Hundreds of security personnel surrounded the “Gota Go Gama” protest camp, mockingly named after the former Sri Lankan President Gotabaya Rajapaksa, past midnight and then took apart a section of it, the two organisers said.
At least 50 protesters were injured, the organisers said, including some journalists who were beaten by security forces.
“It was a systematic and premeditated attack,” protest organiser Chameera Dedduwage told Reuters. “They actually brutally attacked people.”
Police and army spokespeople did not immediately respond to calls from Reuters.

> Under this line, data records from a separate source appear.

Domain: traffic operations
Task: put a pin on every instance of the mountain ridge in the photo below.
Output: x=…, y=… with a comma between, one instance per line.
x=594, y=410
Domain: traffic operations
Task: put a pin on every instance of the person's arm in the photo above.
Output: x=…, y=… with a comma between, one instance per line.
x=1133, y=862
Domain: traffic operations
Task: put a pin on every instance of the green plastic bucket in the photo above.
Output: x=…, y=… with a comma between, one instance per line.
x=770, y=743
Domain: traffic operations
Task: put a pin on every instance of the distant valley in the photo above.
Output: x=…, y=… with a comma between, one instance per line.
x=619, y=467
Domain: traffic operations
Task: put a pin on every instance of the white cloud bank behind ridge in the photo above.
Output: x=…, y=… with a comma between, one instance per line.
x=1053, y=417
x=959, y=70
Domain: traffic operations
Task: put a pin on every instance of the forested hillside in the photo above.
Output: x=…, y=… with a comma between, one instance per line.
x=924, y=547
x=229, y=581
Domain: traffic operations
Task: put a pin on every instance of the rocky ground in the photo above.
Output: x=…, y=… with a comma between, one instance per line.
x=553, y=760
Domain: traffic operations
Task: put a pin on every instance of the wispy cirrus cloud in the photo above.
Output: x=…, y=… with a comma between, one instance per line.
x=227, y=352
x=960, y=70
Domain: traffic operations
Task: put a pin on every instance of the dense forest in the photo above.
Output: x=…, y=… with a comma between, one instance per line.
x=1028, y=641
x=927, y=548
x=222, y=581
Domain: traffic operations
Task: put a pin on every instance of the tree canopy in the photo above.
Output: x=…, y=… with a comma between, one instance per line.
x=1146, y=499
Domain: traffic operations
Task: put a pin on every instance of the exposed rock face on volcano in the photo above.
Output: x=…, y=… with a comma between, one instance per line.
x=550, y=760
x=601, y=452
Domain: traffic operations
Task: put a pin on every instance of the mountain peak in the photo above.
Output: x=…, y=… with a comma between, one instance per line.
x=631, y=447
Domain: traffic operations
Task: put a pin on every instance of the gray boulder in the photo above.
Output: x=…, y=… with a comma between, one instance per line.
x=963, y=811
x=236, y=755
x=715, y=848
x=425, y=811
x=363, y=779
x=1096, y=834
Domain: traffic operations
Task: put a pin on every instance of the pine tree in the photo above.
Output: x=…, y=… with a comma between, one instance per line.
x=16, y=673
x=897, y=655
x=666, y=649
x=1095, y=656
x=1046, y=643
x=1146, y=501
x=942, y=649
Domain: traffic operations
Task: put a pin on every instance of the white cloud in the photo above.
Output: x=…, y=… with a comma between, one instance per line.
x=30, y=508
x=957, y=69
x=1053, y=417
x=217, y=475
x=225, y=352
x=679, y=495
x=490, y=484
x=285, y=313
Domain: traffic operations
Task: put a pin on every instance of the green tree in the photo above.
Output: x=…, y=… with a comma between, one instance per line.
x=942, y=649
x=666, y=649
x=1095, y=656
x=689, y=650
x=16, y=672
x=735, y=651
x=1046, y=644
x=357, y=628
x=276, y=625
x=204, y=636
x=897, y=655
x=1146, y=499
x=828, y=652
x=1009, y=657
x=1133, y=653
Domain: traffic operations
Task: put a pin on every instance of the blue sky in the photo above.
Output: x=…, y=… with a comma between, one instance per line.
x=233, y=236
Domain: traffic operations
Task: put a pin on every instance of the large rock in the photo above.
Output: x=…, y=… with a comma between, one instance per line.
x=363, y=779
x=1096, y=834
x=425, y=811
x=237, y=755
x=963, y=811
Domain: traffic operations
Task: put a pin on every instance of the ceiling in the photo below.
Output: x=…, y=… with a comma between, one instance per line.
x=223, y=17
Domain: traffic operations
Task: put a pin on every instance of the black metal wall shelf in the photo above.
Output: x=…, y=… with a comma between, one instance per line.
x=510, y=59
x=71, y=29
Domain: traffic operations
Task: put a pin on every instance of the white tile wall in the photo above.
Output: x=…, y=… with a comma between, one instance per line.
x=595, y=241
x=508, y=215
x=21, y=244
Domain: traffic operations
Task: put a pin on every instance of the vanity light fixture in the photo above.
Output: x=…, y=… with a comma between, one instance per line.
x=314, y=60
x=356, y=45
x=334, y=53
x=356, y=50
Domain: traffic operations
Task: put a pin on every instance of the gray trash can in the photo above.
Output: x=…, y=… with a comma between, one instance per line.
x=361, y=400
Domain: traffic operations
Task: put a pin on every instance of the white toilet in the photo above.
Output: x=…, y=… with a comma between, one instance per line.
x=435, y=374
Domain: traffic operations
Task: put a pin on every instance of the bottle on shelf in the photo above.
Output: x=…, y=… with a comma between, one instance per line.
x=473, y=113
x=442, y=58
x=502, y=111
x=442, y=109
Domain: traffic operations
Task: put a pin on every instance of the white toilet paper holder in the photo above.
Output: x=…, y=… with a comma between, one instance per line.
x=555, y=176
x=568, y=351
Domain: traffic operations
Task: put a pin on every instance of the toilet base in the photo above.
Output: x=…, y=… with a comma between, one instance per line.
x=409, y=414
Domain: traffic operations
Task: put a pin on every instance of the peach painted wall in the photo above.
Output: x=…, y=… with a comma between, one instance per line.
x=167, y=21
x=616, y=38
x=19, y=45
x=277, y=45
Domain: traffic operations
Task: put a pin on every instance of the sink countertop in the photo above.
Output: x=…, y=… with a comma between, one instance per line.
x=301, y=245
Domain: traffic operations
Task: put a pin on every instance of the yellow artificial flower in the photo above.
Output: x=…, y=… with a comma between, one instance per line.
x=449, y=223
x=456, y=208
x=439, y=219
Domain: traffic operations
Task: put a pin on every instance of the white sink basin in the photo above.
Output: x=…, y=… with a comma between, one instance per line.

Sri Lanka is under a state of emergency imposed by new President Ranil Wickremesinghe on Sunday. Previous emergency regulations have been used to give powers to the military to detain and arrest protesters, and curtail the right to protest.
Wickremesinghe, the former prime minister, was sworn into office on Thursday after winning a parliamentary vote this week, following the resignation of Rajapaksa who fled to Sri Lanka in the wake of massive public protests triggered by the country’s worst economic crisis in seven decades.
After surrounding the protest camp, security personnel moved in front of the presidential secretariat, started dismantling some tents and assaulted protesters in the area, protest organiser Manjula Samarasekara said.
A part of the colonial-era secretariat was occupied by protesters, along with the president and prime minister’s official residences earlier this month. The residences were later handed back to government authorities.
“Very concerned about reports from the Galle Face protest site,” Sarah Hulton, the British High Commissioner to Sri Lanka, said in a tweet.
“We have made clear the importance of the right to peaceful protest.”